Un refugio antiaéreo que en su día protegió a las familias de las bombas durante la Segunda Guerra Mundial se ha convertido en un santuario para la fauna silvestre, incluyendo aves, insectos y erizos.

Los usuarios de las parcelas de Brookfield Allotment han plantado un jardín de flores silvestres en el tejado del búnker y han instalado refugios y bebederos para insectos y animales junto a él.

Las obras en la planta de Urmston, en el Gran Manchester, han sido posibles gracias a la ayuda de empresas locales.

«Ha estado repleto de vida silvestre», dijo Lisa Smith, tesorera del huerto comunitario. «Incluso hemos visto un zorro por allí. Ha sido un logro increíble haber creado esto».

Los titulares de parcelas, Ann, Lisa, Mick y Catharine, posan juntos en el huerto de Brookfield, en un sendero de césped frente a flores y arbustos.
Ann, Lisa, Mick y Catharine dijeron que el trabajo ha sido un esfuerzo de equipo.

Smith añadió: «Desde la Segunda Guerra Mundial, los polinizadores se han visto amenazados debido a la pérdida del 97 por ciento de los prados de flores silvestres en el Reino Unido, así que pensamos que realmente debíamos intentar remediarlo».

Mick Heery, presidente de Brookfield Allotment, declaró a BBC Radio Manchester que la sostenibilidad también desempeña un papel importante en su trabajo.

«Los viejos palets que veis contra la pared, los usamos como jardineras. Hemos usado troncos para los bordes.»

Dijo: «Todo lo que podamos reutilizar, lo reutilizaremos. Esa es nuestra filosofía en todo el recinto».

En el huerto de Brookfield, unas paletas de madera y un banco rodean el búnker, con troncos y bebederos para pájaros e insectos colocados delante.Parcela de Brookfield
En los bebederos para pájaros e insectos se utilizan frascos reciclados para que descansen.

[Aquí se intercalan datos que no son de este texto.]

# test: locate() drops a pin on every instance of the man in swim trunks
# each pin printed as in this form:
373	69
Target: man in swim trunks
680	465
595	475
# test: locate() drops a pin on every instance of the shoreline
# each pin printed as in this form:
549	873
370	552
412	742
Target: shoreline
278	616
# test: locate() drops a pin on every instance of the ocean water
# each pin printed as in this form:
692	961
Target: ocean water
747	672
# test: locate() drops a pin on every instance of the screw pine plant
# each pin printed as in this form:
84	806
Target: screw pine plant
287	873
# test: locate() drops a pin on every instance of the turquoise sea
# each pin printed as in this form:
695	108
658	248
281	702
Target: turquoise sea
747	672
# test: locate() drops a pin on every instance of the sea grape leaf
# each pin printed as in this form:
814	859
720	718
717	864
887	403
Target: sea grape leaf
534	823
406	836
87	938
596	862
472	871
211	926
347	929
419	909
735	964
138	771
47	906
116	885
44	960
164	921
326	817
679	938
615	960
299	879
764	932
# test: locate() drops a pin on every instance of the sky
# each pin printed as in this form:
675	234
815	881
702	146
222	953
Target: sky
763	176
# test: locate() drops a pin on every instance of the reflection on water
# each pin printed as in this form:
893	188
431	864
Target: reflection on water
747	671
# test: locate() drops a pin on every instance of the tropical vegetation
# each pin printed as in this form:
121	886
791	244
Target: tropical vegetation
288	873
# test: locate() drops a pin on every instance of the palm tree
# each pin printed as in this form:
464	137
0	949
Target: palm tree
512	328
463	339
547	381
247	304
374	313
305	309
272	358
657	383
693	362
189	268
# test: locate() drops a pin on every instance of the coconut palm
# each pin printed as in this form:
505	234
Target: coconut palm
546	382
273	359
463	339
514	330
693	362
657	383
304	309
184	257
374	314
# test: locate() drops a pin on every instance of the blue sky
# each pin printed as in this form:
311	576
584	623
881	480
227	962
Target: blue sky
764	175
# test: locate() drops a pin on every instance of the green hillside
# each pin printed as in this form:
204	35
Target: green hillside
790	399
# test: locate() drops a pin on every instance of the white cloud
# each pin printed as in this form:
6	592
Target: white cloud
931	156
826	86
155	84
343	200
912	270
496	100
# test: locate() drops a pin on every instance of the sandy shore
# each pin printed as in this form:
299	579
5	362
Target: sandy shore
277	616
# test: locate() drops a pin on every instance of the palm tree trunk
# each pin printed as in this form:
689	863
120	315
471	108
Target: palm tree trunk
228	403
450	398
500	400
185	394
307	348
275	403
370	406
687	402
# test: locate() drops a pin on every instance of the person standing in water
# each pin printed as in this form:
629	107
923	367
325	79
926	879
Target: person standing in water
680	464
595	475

El grupo también ha plantado verbena, dedaleras, fresas, girasoles, geranios y guisantes de olor fuera del búnker.

La propietaria del terreno, Catharine Braithwaite, afirmó que el refugio es una parte importante del patrimonio de la zona y del resto del país.

Dijo que su trabajo no terminará ahí, sino que tienen más planes para ayudar a que la huerta se adapte al impacto del cambio climático.

«Hemos recibido casi 2.000 libras esterlinas de la Lotería Nacional para crear un jardín pantanoso, más hábitat para la vida silvestre y un sistema de recolección de agua, así que es realmente increíble recibir ese dinero.»

Huerto de Brookfield. Primer plano del techo del búnker, con altas flores rosas, amarillas, blancas y moradas.Parcela de Brookfield
Los propietarios de las parcelas afirman que los transeúntes elogiaron los brillantes colores de las flores silvestres.

El Ayuntamiento de Trafford elogió al grupo de huertos urbanos por su trabajo, calificándolo de «inspirador».

Keleigh Glenton, responsable de los huertos urbanos en el municipio, dijo que le gustaría ver proyectos similares en todo Trafford.

«Parte de nuestra estrategia para huertos urbanos consiste en involucrar a más personas en la creación de huertos. Sabemos que los huertos urbanos son fantásticos para la salud mental y el bienestar de las personas.»

Añadió: «No solo es bueno para las personas, sino también para el lugar en términos de biodiversidad».